VIB Center for Brain & Disease Research, Leuven, Belgium.
Laboratory for the Research of Neurodegenerative Diseases, Department of Neurosciences, Leuven Brain Institute (LBI), KU Leuven (University of Leuven), Leuven, Belgium.
Science. 2020 Oct 2;370(6512):61-66. doi: 10.1126/science.abb8575.
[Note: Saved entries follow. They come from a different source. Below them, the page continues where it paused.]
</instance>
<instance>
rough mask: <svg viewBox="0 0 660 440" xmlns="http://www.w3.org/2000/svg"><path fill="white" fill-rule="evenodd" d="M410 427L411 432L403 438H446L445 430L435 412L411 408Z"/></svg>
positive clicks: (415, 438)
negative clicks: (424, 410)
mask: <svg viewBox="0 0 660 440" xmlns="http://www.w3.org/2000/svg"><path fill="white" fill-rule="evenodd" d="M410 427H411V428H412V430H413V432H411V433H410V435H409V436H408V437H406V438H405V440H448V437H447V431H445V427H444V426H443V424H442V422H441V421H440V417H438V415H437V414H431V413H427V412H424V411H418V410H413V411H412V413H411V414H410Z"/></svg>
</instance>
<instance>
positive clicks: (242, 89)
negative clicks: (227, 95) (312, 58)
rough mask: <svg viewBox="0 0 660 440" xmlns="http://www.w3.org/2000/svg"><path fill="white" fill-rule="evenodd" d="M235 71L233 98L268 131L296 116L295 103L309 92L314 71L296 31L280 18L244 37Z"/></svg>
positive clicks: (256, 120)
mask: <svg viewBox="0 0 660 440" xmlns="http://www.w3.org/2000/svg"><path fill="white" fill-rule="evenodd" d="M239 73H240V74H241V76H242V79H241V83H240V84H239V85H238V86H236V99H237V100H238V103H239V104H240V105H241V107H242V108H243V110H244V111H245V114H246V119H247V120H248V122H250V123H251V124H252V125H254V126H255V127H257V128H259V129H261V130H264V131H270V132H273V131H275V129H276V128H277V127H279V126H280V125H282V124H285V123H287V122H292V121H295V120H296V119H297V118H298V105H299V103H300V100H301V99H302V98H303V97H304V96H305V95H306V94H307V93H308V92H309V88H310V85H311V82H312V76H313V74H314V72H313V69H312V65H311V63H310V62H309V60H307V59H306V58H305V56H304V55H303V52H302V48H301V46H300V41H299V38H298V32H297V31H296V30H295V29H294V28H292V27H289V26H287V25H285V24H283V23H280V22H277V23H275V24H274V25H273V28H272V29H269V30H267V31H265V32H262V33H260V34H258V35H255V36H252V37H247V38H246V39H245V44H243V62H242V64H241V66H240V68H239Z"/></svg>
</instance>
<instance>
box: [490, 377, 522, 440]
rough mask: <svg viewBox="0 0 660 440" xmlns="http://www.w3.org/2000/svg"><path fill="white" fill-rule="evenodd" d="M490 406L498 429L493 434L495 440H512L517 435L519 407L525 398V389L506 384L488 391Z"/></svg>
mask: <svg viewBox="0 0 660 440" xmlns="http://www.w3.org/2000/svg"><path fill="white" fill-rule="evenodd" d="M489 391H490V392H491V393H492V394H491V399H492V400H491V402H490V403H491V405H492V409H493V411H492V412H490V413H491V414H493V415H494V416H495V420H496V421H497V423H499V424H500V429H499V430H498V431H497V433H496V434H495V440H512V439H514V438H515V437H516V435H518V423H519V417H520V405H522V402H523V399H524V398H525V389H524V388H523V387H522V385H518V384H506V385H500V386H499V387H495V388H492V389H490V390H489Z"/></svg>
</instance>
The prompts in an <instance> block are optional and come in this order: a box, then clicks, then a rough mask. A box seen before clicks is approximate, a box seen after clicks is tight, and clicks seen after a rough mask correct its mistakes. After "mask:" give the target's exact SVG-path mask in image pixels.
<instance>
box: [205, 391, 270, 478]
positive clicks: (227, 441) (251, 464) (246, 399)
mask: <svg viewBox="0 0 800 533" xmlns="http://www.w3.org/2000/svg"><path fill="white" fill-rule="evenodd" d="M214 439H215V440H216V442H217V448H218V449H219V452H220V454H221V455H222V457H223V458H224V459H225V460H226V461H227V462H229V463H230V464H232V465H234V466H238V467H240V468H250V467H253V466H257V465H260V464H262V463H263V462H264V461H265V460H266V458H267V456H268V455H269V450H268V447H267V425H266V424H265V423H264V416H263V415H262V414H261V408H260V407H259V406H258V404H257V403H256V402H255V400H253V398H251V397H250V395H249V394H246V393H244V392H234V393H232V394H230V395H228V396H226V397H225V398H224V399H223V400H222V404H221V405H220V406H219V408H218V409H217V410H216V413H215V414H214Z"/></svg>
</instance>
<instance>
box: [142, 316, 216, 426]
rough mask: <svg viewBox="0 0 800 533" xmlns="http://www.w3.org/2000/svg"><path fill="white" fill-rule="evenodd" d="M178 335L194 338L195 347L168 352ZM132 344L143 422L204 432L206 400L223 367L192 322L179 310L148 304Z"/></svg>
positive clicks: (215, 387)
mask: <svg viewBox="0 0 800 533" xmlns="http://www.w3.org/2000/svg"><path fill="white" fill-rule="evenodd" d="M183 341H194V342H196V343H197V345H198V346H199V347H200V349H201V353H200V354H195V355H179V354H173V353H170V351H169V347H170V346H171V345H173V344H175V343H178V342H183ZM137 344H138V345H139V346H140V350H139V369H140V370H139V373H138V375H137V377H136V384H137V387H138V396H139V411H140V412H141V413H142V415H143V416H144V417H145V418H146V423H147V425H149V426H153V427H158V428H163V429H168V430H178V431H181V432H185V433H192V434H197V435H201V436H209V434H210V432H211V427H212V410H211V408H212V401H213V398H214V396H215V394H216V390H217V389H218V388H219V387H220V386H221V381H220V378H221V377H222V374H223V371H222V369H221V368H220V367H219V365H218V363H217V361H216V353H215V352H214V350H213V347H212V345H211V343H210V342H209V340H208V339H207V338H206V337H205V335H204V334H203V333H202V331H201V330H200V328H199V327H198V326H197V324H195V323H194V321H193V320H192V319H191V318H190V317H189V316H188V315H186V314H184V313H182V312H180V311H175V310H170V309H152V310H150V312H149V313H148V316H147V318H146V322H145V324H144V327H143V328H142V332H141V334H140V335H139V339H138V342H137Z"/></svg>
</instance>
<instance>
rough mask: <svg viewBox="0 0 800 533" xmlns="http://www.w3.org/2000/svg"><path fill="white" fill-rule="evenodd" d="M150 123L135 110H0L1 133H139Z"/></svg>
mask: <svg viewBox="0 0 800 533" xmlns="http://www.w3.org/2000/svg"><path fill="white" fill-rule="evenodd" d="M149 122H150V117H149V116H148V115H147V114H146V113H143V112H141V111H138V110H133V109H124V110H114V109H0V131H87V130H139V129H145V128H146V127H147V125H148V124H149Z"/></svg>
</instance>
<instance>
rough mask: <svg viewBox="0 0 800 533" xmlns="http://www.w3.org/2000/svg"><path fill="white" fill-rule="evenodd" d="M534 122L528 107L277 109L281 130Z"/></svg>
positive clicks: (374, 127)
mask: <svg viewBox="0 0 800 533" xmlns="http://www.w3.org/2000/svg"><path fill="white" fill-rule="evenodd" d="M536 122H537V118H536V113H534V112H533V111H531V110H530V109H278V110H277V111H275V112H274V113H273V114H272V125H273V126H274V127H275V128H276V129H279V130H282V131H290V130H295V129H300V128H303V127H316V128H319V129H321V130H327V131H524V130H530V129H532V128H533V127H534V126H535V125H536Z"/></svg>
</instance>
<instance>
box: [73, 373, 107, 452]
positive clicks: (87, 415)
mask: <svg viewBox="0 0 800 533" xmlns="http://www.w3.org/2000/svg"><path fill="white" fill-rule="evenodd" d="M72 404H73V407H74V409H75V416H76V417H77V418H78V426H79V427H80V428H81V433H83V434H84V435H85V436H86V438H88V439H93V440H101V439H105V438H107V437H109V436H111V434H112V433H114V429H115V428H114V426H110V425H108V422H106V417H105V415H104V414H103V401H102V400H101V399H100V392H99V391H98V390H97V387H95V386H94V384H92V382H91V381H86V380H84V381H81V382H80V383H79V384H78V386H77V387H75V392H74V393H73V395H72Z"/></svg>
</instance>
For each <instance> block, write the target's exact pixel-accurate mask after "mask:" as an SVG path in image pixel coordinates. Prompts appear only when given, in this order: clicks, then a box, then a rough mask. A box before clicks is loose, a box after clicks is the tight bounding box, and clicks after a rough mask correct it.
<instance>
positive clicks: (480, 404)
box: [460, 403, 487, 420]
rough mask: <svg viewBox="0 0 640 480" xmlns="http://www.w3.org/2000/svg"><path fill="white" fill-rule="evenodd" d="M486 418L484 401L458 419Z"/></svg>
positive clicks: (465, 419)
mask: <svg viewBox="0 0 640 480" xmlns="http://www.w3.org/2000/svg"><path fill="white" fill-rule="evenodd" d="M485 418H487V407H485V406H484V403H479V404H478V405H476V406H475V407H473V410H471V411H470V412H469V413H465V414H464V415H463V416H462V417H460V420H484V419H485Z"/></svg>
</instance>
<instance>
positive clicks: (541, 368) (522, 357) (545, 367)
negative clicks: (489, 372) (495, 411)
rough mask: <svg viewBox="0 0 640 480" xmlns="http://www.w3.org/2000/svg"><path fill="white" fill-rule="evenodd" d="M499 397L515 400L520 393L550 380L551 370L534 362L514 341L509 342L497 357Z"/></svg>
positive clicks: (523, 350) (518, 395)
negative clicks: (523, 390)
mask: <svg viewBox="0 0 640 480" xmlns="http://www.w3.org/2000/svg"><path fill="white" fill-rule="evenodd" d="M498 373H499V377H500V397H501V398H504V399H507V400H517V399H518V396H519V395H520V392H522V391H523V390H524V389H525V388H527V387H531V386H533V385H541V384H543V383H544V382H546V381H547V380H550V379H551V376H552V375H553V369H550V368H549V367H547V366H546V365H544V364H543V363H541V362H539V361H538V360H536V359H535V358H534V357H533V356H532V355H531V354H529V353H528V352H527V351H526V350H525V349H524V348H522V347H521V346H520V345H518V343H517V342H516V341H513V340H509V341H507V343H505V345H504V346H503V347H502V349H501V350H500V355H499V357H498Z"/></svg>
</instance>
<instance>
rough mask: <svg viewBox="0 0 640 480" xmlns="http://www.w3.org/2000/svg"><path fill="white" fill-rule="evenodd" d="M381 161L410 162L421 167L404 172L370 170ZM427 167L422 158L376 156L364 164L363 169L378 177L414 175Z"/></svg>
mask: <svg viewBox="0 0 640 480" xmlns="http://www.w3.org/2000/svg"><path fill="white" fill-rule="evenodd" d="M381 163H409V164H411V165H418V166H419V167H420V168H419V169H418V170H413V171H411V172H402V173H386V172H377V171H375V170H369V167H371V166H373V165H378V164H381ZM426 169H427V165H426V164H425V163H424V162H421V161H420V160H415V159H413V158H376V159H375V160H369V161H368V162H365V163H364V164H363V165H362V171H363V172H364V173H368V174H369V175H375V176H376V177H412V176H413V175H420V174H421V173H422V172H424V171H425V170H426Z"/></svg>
To provide better prevention and treatment, we need to understand the environmental and genetic risks of Alzheimer's disease (AD). However, the definition of AD has been confounded with dementia in many studies. Thus, overinterpretation of genetic findings with regard to mechanisms and drug targets may explain, in part, controversies in the field. Here, we analyze the different forms of genetic risk of AD and how these can be used to model disease. We stress the importance of studying gene variants in the right cell types and in the right pathological context. The lack of mechanistic understanding of genetic variation has become the major bottleneck in the search for new drug targets for AD.
为了提供更好的预防和治疗方法,我们需要了解阿尔茨海默病(AD)的环境和遗传风险。然而,在许多研究中,AD 的定义与痴呆症相混淆。因此,对遗传发现的机制和药物靶点的过度解释可能在一定程度上解释了该领域的争议。在这里,我们分析了 AD 的不同形式的遗传风险,以及如何利用这些风险来模拟疾病。我们强调了在正确的细胞类型和正确的病理环境中研究基因变异的重要性。缺乏对遗传变异的机制理解已成为寻找 AD 新药物靶点的主要瓶颈。